Vintage Appropriations. – The Clothing Warehouse

Vintage Appropriations.

Some vintage logo appropriation party tees that have come through our inventory. Imagine being so inspired by a product!
Appropriation within the context of art (which is where we are focused today) is basically the re-use of an existing thing with slight or no modifications. Adoption, if you will. Or theft might sound better. There are long debates on this issue ranging from entire cultures being ‘borrowed’ for use as sports mascots and costumes, and famous artists kinda just adding their name to something (DuChamp and that urinal, which turns out to have really been done by someone else) or giving an image a slight crop and calling it your own (Richard Prince vs.The Marlborough Man). You can’t really simply take another piece of work and call it your own. That’s stealing. It’s plagiarism, lip-synching and many other things we won’t get into. However, the biggest era in our world to witness this stuff was the during late 1980s and early 1990s when you were in college or on spring break. There are so many of these things. Every beer company logo, every cigarette pack, and damn near most every pop-culture logo or piece of iconography was knocked off for some cheesy event or party. Take these two above from our inventory - on the left you’ll see the worlds most well known beer logo slightly modified to represent a college party. On the right you’ll see a well known Sunglass and sports company’s logo slightly modified for the celebrations during Spring Break in Panama City Beach, FL. These are dumb. And by dumb I mean funny because they represent a goofy time when this was all the rage. However, not so dumb for copyright and legal reasons. But who’s really to say what kind of impact a little bit of mimicry could possibly have had to huge companies back then? In fact, this is a little bit of free advertising in some ways - logos look the same, same colors, same sizes and placements, just different wording.

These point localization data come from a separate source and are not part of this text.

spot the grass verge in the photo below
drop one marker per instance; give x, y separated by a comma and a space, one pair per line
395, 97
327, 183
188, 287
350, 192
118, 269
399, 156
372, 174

Are they as effective on product placement as the real deal? Does going to Iona College make you want to drink Budweiser? Does partying in Panama City kinda drive you to buy a pair of Vaurnet Sunglasses? Man, who knows. And really, who cares. This is probably a debate for the art world and not for the good-hearted folks who wore these things 35 years ago. They were just trying to have a good time. Imagine being so culturally inspired by a product as to adopt it for your own advertising? You certainly can’t get away with this today. Something to think about for sure.